Des milliers d'islamistes sont descendus dans la rue, vendredi dernier, dans plusieurs villes de Tunisie. Du jamais vu pour beaucoup de Tunisiens, à quelques jours à peine de l'élection de la nouvelle Assemblée constituante ! La raison de la colère de ces intégristes : la diffusion par la chaîne de télévision privée d'un film d'animation qui n'aurait pas été du goût des barbus et autres intolérants de tous poils. Dans la capitale, quelques excités ont même essayé d'incendier le domicile du propriétaire de la chaîne en question, qui a pourtant présenté ses excuses aux Tunisiens devant la réaction disproportionnée des «salafistes». Mais rien n'a apparemment suffi pour apaiser les esprits, surchauffés par des prêches incendiaires durant la prière du vendredi.
Alors, est-elle vraiment inattendue, cette sortie des islamistes tunisiens ? Il y a quelques semaines à peine, un cinéma où était projeté un film sur la laïcité a été attaqué et incendié dans la capitale tunisienne. Pour certains observateurs, c'était là un signe avant-coureur de la difficulté à gérer la donne islamiste qui attend la Tunisie au cours de cette période de construction démocratique jusqu'aux élections de la Constituante et des instances de la République. Et ce, d'autant que les islamistes, sévèrement réprimés par des décennies de dictature, ont pratiquement été contraints de «prendre le train en marche» après le déclenchement de la Révolution du jasmin et le départ précipité de Ben Ali pour l'Arabie Saoudite. L'émergence tardive du mouvement Ennahda sur la scène politique tunisienne, avec le retour de son chef de son exil anglais, explique sans doute cette démonstration de force des barbus et des niqab dans la rue et la volonté de peser plus sur le futur échiquier politique que les 25% que lui accordent actuellement les analystes en Tunisie et ailleurs. Certains d'entre eux n'ont pas manqué de souligner la singularité de la société tunisienne, profondément marquée par les efforts de laïcité de la période de Bourguiba qui a suivi l'indépendance du pays. Et de faire remarquer, y compris dans la société civile, que la Tunisie n'est pas l'Algérie d'après les évènements d'Octobre 1988. Pour beaucoup, le rapprochement était et est à faire plutôt avec la Turquie laïque, qui se permet aujourd'hui d'avoir des islamistes au pouvoir.

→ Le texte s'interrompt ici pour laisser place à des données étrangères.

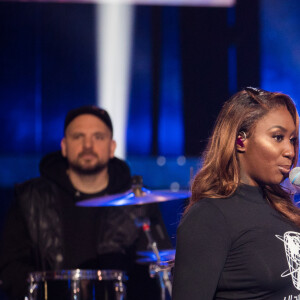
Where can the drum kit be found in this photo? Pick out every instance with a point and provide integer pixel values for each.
(111, 284)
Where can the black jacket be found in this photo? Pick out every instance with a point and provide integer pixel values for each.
(45, 230)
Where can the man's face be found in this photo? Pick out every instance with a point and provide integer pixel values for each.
(88, 144)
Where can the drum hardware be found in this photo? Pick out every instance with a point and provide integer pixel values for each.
(137, 195)
(77, 285)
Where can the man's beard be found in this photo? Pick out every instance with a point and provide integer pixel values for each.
(87, 170)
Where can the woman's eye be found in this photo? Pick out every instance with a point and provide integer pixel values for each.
(278, 137)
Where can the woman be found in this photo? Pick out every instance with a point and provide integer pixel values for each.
(239, 237)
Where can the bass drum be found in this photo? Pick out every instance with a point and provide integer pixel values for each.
(77, 285)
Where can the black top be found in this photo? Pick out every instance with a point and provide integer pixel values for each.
(45, 230)
(236, 248)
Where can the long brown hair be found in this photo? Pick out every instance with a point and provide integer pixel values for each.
(219, 176)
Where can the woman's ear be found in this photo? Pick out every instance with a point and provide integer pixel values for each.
(240, 145)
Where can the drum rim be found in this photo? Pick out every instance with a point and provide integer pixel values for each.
(77, 274)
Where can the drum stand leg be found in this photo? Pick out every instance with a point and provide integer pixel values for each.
(159, 268)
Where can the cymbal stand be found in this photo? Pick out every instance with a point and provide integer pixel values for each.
(159, 268)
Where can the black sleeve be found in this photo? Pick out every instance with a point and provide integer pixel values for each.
(15, 255)
(202, 245)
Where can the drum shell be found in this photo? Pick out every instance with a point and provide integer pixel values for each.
(77, 284)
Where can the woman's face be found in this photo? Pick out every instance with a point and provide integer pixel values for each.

En tout état de cause, la proximité avec la Tunisie permet de tenter le parallélisme entre les événements de vendredi dernier et une certaine démonstration de force des intégristes algériens du début des années 1990, quand il s'agissait d'empêcher la tenue d'un concert à la salle Atlas, à Alger. En Tunisie aussi, la diffusion du film Persépolis, objet de la colère des barbus, a été l'occasion d'une ingérence de l'ambassade d'Iran qui serait intervenue auprès des autorités pour demander son interdiction.

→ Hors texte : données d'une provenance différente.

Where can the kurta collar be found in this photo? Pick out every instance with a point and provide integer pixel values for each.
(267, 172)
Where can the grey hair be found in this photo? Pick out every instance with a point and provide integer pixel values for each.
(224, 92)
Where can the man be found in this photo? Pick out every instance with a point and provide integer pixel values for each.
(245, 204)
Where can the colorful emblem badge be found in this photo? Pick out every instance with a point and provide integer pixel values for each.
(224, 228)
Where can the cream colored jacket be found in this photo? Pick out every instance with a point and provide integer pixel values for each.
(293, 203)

Mais là n'est pas le plus inquiétant, outre la sous-estimation réelle du danger que représente la donne islamiste pour la démocratie. Par contre, l'arrestation de groupes armés et la saisie d'armes de guerre en provenance de Libye font craindre le pire à la veille des élections. En tout état de cause, on ne peut qu'être d'accord avec le propriétaire de la chaîne de télévision pour dire qu'avec ce qui s'est passé en Tunisie vendredi dernier, c'est la liberté d'expression qui a pris un coup. Sa préservation, comme celle de toutes les libertés individuelles et collectives, devrait être le souci permanent des nouvelles autorités tunisiennes.